Latter instance, which comes just before the intermission at 160 minutes, pretty much erases any sympathy built up for De Niro simply through prolonged exposure. Curiously, all the men remain bachelors throughout.
Slow film is never exactly boring but, unlike such similarly paced masterpieces as Luchino Visconti’s The Leopard or Stanley Kubrick’s Barry Lyndon, methodical, contemplative style here doesn’t yield eventual payoff emotionally or intellectually.
Rumored to have cost upwards of $30-40,000,000, but said at Cannes to have come in at $32,000,000, this is a big production, with gobs of extras in period dress, and sets and locations having been spread out from New York, Florida and Montreal to Paris and Rome.

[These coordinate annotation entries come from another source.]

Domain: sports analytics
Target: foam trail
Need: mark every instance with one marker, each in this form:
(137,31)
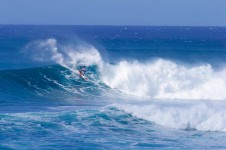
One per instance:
(159,79)
(163,79)
(199,116)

Physical reproduction of downtown Manhattan streets recalls not only the Godfather pics but Ragtime in their verisimilitude, and the number of lavish sets offered up by art directors Carlo Simi and James Singelis is awesome,
Tonino Delli Colli’s lensing is excellent, and one would hate to imagine the film without Ennio Morricone’s score which, while spare, develops some haunting minor key themes.
Quiet and subtle throughout, De Niro and his charisma rep the backbone of the picture but, despite frequent threats to become engaging, Noodles remains essentially unpalatable. As his more hotheaded friend, James Woods is very fine, but it’s hard to take McGovern, okay up until then, posing as a middle-aged woman in the 1968 section when she looks about 19. Other players are acceptable.
Since the Leone cut will supposedly not be available to American viewers, the following is offered for the record as a breakdown of the film’s structure in its original version: Including titles, first 22 minutes take place in 1933, followed by 14 minutes in 1968.
Childhood-teenage years occupy subsequent 54 minutes, and after seven minutes back in 1968, 25 minutes are set in the 1920s after De Niro emerges from prison. After another seven minutes in 1968, major section of 61 minutes (bridging the intermission) unfolds in the 1920s-1933. Climactic sequence in 1968 lasts 30 minutes, while 1933-set coda and end credits run another seven minutes.
Given the decision of the Ladd Company and Warners, for better or worse, to cut the film by some 77 minutes, an enlightened approach to confronting the accompanying controversy might be to showcase the director’s version in one small cinema in a few key cities while widely distributing the trimmed edition, It’s highly doubtful they would do this, but why not?